LMRv2.1 uses the parameter valid_frac to remove records that don’t span more than half of the full length of the record. If the database is cleaned up, chances are this will not be an issue. But it is good to run just in case to see what records get filtered out. Records will get dropped during the calibration step of the data assimilation workflow if they do not meet the overlap requirement as well.

valid_frac = 0.5
filtered_records = []

for pid, record in filt.records.items():
    time = np.array(record.time)
    value = np.array(record.value)

    mask = ~np.isnan(time) & ~np.isnan(value)
    time = time[mask]
    value = value[mask]

    if len(time) < 2:
        continue

    dt = record.dt
    years = time.astype(int)
    year_range = years.max() - years.min() + 1
    coverage = len(years) / year_range if year_range > 0 else 0

    # Keep if:
    # - subannual or annual AND coverage ≥ 0.5
    # - OR manually specified pid
    if coverage >= valid_frac or pid == 'Ocn_148':
        filtered_records.append(record)

Final ProxyDatabase Object#

The final ProxyDatabase object contains only PAGES2kv2 records that:

  • Are annual or subannual in resolution (dt ≤ 1.2 years)

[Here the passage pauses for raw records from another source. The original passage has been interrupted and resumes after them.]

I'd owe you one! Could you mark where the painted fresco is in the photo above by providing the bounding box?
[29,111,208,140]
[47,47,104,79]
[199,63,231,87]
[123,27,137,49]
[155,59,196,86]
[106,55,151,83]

  • Have at least 50% coverage over their date range

  • Include complete time and value arrays

  • Are labeled with a standardized ptype format (e.g., tree.d18O, marine.MgCa)

This cleaned and filtered database is now ready for use in the cfr framework for climate field reconstruction.

# remove dropped records from final database

final_pdb = cfr.ProxyDatabase()
final_pdb += filtered_records

Save Proxydatabase as netCDF file#

final_pdb.to_nc('./prev_data/lmr_pickle_pages2k.nc')
>>> Warning: this is an experimental feature.
>>> Warning: this is an experimental feature.

100%|██████████| 544/544 [00:15<00:00, 35.39it/s]
>>> Data before 1 CE is dropped for records: ['Arc_032', 'Arc_033', 'Ant_007', 'Ant_010', 'Ant_028', 'Arc_004', 'Arc_026', 'Arc_020', 'Arc_022', 'NAm_011', 'NAm_019', 'Arc_002', 'Eur_006', 'Eur_003'].
ProxyDatabase saved to: ./prev_data/lmr_pickle_pages2k.nc

Summary and Output#

We have constructed a cleaned, standardized proxy database containing PAGES2kv2 records. This database has been filtered by resolution and (optionally) coverage and formatted for direct use in the cfr paleoclimate data assimilation workflows.

The result has been saved as a NetCDF file:

./prev_data/lmr_pickle_pages2k.nc